Ao mesmo tempo em que tem aumentado a conscientização acerca dos direitos animais, cresce também a crueldade imposta a eles. O transporte de animais vivos, feito por navios, que é marcado por uma viagem estressante que leva dias e até semanas, tem sido visto pelos pecuaristas como uma forma de aumentar os lucros – isso porque eles recebem até 25% a mais pelos bois do que receberiam no mercado interno.

Animais são transportados em ambientes superlotados repletos de fezes (Foto: Divulgação)

A preocupação dos pecuaristas está exclusivamente relacionada à questão financeira. Desconsiderando o fato de que estão comercializando, causando dor e matando seres vivos e não mercadorias, eles seguem sustentando a exploração animal. Prova disso é a estimativa para este ano em relação ao embarque de bois vivos em navios com destino à Turquia. Devem ser transportados 70 mil bois. Vivos, presos a ambientes superlotados e sujos, escorregadios, com fezes e urina, eles viajam durante dias.

O município de Barretos, no interior de São Paulo, já recebeu a visita de turcos em busca de 35 mil bois. Ainda jovens, os animais de no máximo um ano e dois meses de idade já conhecem a crueldade e a ganância humana, que decidiu por mantê-los confinados por mais de trinta dias, privando-os da liberdade.

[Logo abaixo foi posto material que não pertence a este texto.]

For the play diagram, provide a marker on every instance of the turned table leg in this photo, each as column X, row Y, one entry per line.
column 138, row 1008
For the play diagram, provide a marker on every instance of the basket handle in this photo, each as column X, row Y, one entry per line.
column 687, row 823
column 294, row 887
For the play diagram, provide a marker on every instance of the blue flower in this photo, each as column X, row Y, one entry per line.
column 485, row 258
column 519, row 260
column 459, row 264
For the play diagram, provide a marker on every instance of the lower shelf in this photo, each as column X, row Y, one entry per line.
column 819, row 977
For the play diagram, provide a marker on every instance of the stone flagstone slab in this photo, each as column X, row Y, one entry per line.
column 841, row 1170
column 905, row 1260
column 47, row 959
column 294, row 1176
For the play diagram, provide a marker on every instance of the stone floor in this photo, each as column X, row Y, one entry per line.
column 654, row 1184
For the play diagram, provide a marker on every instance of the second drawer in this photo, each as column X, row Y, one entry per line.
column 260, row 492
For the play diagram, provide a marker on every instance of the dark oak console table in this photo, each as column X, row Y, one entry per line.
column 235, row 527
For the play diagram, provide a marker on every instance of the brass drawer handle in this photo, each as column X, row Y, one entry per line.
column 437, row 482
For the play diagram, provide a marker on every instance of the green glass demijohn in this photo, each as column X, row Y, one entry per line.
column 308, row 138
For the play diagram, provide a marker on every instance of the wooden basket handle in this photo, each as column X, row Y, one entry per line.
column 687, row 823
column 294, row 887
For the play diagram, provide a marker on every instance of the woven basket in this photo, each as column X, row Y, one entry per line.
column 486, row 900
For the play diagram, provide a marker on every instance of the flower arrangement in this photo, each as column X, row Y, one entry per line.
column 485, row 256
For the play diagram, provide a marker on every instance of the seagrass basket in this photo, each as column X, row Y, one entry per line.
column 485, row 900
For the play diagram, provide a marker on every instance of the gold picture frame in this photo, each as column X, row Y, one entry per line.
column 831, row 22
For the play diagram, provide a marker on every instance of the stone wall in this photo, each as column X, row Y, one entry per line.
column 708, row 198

A Turquia é hoje a maior compradora de bois vivos do Brasil. No ano passado, foram levados para lá 124 mil animais. Em dezembro, 27 mil deles foram transportados por um navio que saiu do Porto de Santos. Em situação deplorável, sujos, muitos deles feridos e caídos ao chão, os animais foram submetidos a uma viagem de aproximadamente 15 dias de duração. Sem espaço para sequer se mover, os bois sofreram com o transporte conhecido como “boi em pé”. Exatamente como diz o nome, os animais não têm espaço suficiente para deitar e descansar e, dessa forma, são forçados a viajar por semanas em pé, exaustos e extremamente estressados.

No Porto de São Sebastião embarques também acontecem. Para atender aos turcos que visitaram a cidade de Barretos, 4 mil bois foram embarcados recentemente. Eles vieram do interior de São Paulo até o litoral em carretas, sendo 88 delas com pelo menos 70 bois em cada uma – o que demonstra o quão incômodo e estressante é o transporte feito, ainda de forma terrestre, em caminhões superlotados. Após quase 600 quilômetros, os animais chegam ao porto, onde o sofrimento se intensifica.

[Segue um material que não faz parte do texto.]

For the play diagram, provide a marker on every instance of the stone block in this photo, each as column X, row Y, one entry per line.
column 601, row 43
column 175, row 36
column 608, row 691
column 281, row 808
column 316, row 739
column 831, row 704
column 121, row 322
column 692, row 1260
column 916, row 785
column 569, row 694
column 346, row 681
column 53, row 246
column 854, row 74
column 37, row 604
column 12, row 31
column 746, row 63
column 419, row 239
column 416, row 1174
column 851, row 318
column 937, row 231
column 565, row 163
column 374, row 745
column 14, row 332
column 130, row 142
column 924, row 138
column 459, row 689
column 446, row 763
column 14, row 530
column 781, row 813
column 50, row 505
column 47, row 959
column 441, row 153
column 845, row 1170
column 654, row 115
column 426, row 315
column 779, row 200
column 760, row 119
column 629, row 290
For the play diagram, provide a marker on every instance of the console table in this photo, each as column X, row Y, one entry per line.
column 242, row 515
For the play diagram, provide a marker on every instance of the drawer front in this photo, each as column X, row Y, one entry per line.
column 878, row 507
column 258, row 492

Após o navio vindo de Cingapura atracar no porto, uma grande operação se inicia. Para que os 4 mil animais sejam embarcados, são necessárias cerca de dez horas repletas de estresse para os bois. Estresse esse que, aliás, é confirmado pelo médico veterinário Risoleto Odilon de Lima Filho que, em entrevista ao Globo Rural, afirmou que “é inevitável o estresse da viagem, do transporte”.

Ao chegar na Turquia, os animais são levados para uma fazenda, onde são mantidos durante seis meses para então serem brutalmente mortos. Os turcos optam por animais vivos para que eles mesmo os matem segundo regras religiosas, dentre elas a de matar os bois ainda conscientes com uma faca bem afiada.